There's plenty to do on the mountain that doesn't involve balancing on two wheels or using it as a metaphor for life, including an 18-hole disc-golf course at the peak, a zipline that opens July 1, and groomed hiking trails. At the Angel Fire Resort Golf Course, 18 holes weave through two canyons dotted with aspen and spruce trees. Revel in the awe-inspiring view from the tee box at the signature sixth hole, which sits 200 vertical feet above the green.

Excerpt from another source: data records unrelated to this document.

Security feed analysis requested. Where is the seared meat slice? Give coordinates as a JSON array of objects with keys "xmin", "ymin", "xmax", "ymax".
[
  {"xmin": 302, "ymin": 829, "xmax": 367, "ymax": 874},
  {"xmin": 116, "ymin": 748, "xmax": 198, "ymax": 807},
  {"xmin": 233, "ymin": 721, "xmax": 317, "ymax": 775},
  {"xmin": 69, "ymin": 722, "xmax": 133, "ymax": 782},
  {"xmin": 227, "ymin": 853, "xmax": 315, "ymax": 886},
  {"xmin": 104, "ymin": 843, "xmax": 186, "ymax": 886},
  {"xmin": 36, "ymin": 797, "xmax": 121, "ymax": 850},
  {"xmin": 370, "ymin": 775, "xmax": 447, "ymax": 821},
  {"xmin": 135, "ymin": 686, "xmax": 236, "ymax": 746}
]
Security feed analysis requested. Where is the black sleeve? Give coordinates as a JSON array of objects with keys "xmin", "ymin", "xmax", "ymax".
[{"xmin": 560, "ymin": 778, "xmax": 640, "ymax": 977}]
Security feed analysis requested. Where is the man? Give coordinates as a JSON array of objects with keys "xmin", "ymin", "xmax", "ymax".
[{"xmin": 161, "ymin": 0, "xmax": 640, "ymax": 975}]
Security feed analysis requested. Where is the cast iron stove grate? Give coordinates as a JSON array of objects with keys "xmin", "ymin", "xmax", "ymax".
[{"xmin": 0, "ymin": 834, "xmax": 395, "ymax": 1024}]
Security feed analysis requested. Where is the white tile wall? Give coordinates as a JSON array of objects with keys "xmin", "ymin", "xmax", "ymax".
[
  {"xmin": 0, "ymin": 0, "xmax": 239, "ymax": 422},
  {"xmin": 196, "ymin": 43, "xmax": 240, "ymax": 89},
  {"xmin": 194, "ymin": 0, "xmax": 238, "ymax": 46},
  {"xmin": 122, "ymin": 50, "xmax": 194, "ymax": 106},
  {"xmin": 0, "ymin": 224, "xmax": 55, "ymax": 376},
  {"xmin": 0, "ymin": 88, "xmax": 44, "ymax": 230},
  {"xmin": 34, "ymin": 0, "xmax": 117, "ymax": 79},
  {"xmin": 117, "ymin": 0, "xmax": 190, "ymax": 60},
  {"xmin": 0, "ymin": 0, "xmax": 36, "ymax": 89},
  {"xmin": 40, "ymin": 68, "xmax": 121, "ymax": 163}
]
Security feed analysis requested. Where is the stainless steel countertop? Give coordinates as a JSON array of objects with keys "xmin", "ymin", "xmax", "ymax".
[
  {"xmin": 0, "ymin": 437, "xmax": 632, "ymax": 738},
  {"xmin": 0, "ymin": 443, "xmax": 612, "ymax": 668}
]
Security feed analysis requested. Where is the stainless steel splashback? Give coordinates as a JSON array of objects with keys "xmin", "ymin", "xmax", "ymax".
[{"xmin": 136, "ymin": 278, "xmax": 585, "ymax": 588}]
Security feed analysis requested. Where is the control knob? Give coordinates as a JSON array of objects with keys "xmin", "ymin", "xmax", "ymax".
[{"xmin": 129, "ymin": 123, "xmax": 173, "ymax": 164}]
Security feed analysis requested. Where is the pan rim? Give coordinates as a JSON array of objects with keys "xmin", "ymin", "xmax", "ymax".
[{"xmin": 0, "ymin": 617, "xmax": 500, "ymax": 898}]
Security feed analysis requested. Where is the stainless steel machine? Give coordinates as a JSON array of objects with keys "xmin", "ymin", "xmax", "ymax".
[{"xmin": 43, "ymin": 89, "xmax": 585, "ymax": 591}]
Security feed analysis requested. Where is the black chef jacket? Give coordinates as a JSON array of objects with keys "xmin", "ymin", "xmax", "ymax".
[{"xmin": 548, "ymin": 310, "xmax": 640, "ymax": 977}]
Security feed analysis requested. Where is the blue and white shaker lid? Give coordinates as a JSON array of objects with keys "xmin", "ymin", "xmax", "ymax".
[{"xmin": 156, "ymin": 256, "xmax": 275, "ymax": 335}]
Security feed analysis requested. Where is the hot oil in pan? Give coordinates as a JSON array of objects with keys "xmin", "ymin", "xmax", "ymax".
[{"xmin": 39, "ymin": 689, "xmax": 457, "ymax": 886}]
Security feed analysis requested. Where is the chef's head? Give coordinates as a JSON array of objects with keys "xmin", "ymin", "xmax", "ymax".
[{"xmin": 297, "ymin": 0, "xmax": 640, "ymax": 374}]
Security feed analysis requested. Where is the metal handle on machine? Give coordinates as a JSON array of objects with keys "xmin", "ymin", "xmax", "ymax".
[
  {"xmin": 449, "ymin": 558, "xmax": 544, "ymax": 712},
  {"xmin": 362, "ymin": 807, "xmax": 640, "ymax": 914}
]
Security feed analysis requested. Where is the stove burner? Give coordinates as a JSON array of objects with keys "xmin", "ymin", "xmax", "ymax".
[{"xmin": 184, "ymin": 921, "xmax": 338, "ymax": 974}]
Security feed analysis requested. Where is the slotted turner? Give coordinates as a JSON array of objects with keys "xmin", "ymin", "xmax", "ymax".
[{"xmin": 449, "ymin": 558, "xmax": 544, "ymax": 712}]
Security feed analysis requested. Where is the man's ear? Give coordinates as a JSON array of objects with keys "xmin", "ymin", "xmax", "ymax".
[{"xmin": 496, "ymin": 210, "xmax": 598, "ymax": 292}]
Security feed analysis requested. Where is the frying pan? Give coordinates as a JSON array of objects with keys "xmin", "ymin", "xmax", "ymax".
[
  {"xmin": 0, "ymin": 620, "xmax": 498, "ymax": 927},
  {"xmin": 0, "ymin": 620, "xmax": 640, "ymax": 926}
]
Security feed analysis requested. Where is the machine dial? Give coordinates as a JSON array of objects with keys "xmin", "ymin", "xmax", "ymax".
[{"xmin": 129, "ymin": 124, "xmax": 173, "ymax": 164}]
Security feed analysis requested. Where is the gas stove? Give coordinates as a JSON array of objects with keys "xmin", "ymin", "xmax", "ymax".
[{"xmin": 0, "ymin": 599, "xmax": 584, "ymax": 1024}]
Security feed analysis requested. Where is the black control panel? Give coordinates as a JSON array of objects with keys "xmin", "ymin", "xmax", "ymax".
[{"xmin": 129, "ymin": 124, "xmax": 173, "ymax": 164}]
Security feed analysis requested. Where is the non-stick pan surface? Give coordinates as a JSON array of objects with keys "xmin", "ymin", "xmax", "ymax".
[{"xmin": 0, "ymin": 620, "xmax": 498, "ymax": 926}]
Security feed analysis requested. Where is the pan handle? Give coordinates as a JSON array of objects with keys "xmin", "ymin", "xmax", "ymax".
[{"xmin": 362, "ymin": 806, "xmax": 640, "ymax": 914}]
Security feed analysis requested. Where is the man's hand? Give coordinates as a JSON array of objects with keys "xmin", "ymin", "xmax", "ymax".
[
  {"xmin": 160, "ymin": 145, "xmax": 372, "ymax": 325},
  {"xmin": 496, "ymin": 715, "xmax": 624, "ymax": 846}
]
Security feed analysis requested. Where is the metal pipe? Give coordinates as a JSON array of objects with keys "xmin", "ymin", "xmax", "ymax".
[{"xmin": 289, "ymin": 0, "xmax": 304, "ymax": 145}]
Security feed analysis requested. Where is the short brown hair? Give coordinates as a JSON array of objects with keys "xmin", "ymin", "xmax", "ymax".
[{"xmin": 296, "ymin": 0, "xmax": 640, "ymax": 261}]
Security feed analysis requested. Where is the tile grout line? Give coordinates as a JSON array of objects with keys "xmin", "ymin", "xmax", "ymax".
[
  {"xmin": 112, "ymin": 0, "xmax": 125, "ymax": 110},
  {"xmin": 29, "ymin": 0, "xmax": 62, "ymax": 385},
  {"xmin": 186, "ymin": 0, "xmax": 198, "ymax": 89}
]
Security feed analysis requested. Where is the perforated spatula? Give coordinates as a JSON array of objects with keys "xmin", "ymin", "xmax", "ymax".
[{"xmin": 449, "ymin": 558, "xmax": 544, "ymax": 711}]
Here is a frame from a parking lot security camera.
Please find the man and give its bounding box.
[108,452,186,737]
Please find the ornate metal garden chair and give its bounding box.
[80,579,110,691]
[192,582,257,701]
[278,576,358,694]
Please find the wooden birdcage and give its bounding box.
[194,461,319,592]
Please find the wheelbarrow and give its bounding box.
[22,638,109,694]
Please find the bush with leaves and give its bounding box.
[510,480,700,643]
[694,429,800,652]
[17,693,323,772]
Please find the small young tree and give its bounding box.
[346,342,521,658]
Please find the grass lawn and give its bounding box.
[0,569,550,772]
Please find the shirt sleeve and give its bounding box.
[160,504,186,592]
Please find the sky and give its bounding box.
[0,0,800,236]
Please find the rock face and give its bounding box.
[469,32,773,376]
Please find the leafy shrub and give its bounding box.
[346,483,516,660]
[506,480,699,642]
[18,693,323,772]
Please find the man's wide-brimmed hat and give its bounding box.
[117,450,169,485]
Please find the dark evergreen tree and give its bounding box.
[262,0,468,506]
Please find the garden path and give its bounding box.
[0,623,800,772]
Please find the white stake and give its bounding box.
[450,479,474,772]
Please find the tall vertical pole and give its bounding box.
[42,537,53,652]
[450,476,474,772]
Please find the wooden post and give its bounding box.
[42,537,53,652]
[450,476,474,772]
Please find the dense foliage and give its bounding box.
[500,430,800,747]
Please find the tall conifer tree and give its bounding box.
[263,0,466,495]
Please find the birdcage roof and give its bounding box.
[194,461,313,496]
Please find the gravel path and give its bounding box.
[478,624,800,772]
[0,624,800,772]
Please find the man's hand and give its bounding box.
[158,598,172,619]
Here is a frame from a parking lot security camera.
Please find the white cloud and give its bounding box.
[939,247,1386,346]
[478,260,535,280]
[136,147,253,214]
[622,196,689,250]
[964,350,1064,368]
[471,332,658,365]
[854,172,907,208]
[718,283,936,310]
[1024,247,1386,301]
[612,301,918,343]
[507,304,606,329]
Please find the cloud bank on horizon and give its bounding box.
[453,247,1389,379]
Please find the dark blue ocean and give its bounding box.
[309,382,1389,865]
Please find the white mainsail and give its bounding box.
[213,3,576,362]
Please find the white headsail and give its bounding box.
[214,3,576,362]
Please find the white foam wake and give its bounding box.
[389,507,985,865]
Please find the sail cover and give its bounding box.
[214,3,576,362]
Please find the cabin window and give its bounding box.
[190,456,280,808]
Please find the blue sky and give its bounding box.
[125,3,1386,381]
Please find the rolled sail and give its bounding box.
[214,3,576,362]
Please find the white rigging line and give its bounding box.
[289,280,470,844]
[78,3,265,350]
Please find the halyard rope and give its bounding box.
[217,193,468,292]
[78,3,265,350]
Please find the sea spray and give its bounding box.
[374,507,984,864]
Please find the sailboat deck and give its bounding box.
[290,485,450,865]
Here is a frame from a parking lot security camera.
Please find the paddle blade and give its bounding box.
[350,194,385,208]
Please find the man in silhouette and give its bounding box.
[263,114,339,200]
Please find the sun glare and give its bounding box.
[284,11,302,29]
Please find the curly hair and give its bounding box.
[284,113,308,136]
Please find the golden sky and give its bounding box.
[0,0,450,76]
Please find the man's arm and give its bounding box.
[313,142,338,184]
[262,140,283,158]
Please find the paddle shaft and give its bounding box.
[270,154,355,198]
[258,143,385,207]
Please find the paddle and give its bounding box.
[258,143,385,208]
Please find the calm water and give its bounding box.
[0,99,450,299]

The resort has a handful of onsite dining options to fuel long days of recreation. Views of the mountains surround both indoor and outdoor seating at the upscale Elements restaurant, which serves entrees such as new york strip steak ($28) and blue-corn-flour-encrusted ruby red trout ($28). Complement your dinner with a bottle of vino from the restaurant's private wine room, which is stocked with 1,800 bottles. Legends Grill keeps it casual with pizza and burgers and an extensive beer selection, including 11 craft microbrews on draught.
The indoor pool and hot tub, located beneath the lodge's atrium, relieve worn out muscles. Afterwards, retreat to a 500-square-foot standard room, outfitted with two queen beds, to get a restful night's sleep.
Angel Fire, New Mexico: Stunning Scenery in the Southern Rockies
According to local legend, a tribe of Native Americans first called the mountainous Angel Fire area "fire of the gods," referring to the region's spectacular sunsets. As friars meandered through, the name evolved into "the place of the fire angels," and 19th-century frontiersman Kit Carson was the first to dub the town Angel Fire. The unusual moniker stuck. Today, in New Mexico's northeast corner, at an elevation of 8,400 feet, fiery reds, oranges, and yellows still light the sky ablaze above the mountains.
Angel Fire is also known for its Vietnam Veterans Memorial. The angular, all-white memorial was erected in 1968 to pay tribute to a young soldier and son of a local doctor killed in battle. It’s home to a museum, visitors' center, chapel, and a Huey helicopter, which was in use in Vietnam during the war.